Given our decision, we need not address the Department's further contention that the absence of the second notice did not detract from a fair hearing. See Sweet v. Berge, 113 Wis. 2d 61, 67, 334 N.W.2d 559, 562 (Ct. App. 1983). Nor need we address Anderson-El's challenge to the Department's notice under WIS. ADM. CODE § DOC 303.76 raised in his reply brief. See Sweet, 113 Wis. 2d at 67, 334 N.W.2d at 562; see also Swartwout v. Bilsie, 100 Wis. 2d 342, 346 n.2, 302 N.W.2d 508, 512 (Ct. App. 1981) (we generally will not address issues raised for the first time in a reply brief).

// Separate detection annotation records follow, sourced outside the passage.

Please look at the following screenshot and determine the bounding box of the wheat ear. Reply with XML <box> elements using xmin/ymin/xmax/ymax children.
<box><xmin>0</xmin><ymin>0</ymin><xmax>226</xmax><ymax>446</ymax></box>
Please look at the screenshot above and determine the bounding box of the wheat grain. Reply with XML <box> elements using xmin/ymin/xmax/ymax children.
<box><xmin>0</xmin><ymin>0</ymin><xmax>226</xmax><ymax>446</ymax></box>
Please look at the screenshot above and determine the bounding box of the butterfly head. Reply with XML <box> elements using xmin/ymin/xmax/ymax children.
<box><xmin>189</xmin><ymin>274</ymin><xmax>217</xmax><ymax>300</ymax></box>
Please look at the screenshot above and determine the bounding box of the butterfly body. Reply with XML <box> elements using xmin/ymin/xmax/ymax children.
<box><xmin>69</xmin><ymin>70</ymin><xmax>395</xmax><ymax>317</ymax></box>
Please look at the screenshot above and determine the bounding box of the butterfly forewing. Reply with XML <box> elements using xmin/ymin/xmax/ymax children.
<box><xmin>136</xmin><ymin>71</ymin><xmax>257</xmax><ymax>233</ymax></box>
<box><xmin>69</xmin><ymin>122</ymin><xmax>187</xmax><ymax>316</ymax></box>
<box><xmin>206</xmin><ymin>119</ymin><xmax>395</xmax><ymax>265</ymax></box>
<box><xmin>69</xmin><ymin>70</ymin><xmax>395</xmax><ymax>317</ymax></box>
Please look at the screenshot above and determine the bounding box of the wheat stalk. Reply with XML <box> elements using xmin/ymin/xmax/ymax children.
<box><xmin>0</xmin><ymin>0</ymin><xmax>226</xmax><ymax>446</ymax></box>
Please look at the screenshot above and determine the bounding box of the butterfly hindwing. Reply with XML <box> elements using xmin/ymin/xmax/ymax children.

[1] Missing from this discussion is the reason why the Department concluded that a second hearing notice was necessary. The Department's waiver argument suggests that it promulgated an unnecessary notice requirement. The 246-page code, see WIS. ADM. CODE ch. DOC 302-350, is already of substantial prominence in the allocation of judicial resources and this court should carefully review any contention that a self-executing procedural rule an agency has imposed upon itself is superfluous.